Given an array of integers arr, and three integers a, b and c. You need to find the number of good triplets.

A triplet (arr[i], arr[j], arr[k]) is good if the following conditions are true:

0 ≤ i < j < k < arr.length

|arr[i] - arr[j]| ≤ a

|arr[j] - arr[k]| ≤ b

|arr[i] - arr[k]| ≤ c

Where |x| denotes the absolute value of x.

Return the number of good triplets.

Example 1:

Input: arr = [3,0,1,1,9,7], a = 7, b = 2, c = 3

Output: 4

Explanation: There are 4 good triplets: [(3,0,1), (3,0,1), (3,1,1), (0,1,1)].

Example 2:

Input: arr = [1,1,2,2,3], a = 0, b = 0, c = 1

Output: 0

Explanation: No triplet satisfies all conditions.

Constraints:

3 ≤ arr.length ≤ 100

0 ≤ arr[i] ≤ 1000

0 ≤ a, b, c ≤ 1000

How to solve the problem

• Adding the first if statement if abs(arr[i] - arr[j]) ≤ a: before the innermost loop, we can skip the entire innermost loop if the first condition is not satisfied.

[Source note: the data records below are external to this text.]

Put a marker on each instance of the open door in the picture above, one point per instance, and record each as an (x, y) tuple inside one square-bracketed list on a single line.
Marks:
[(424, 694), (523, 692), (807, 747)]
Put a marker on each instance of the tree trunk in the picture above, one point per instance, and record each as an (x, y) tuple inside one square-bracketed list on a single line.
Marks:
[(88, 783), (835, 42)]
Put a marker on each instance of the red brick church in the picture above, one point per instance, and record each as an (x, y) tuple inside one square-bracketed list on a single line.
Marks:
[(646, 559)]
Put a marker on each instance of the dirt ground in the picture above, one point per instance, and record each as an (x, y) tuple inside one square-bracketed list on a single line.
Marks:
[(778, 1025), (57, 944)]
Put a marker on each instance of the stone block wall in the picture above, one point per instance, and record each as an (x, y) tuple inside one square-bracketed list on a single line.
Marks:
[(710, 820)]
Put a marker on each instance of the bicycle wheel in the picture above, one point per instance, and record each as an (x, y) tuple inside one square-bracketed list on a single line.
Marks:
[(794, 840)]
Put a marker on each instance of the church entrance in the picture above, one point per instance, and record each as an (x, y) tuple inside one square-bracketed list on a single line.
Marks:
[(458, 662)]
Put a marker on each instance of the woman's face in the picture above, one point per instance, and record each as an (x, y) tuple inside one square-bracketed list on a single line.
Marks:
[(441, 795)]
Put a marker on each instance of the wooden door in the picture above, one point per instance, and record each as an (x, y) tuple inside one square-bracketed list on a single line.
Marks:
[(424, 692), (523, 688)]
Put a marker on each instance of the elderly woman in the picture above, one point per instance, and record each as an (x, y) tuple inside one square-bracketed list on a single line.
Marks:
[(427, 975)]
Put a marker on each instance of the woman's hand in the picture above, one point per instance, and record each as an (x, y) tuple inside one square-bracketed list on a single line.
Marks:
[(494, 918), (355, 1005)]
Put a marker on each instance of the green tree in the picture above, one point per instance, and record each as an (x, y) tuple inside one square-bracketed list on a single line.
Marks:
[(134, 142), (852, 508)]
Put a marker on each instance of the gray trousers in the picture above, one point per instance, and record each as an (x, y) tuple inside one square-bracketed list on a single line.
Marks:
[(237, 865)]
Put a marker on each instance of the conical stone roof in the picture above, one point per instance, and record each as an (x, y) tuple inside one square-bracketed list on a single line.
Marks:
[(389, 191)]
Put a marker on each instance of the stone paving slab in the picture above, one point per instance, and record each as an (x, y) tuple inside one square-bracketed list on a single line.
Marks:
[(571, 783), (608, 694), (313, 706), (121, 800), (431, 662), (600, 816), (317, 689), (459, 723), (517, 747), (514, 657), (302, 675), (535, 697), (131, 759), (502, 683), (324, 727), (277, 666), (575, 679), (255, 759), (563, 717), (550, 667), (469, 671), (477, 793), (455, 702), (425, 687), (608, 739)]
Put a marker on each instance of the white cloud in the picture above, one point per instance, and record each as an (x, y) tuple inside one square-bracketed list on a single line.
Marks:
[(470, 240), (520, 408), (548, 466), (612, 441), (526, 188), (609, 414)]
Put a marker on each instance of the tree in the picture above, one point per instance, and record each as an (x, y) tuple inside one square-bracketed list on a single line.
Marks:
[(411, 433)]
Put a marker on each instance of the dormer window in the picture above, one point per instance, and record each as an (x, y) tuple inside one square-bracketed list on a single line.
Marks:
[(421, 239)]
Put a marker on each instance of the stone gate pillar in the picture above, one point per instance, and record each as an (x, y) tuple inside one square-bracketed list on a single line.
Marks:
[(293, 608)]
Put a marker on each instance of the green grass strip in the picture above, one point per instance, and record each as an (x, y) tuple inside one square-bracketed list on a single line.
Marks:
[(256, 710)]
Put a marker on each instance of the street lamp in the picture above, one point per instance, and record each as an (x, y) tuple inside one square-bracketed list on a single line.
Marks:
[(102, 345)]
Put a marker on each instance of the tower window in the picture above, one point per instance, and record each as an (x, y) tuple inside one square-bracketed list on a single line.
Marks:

• Using and for logic connection instead of bitwise AND & in Python.

• If a method is in class, we need the first parameter self to call the instance of class. And also we need an instance to call the method. Otherwise, using @staticmethod outside class.

Code

class Solution:
    def countGoodTriplets(self, arr: list[int], a: int, b: int, c: int) -> int:
        count = 0
        for i in range(len(arr)):
                for j in range(i + 1 ,len(arr)):
                    if abs(arr[i] - arr[j]) <= a:
                        for k in range(j + 1, len(arr)):
                            if abs(arr[j] - arr[k]) <= b and abs(arr[i] - arr[k]) <= c:
                                count += 1
        return count

Complexity

Time complexity: O(n³)

We're using 3 nested loops to go through every possible triplet.

Space complexity: O(1)

Only using one counter for the result.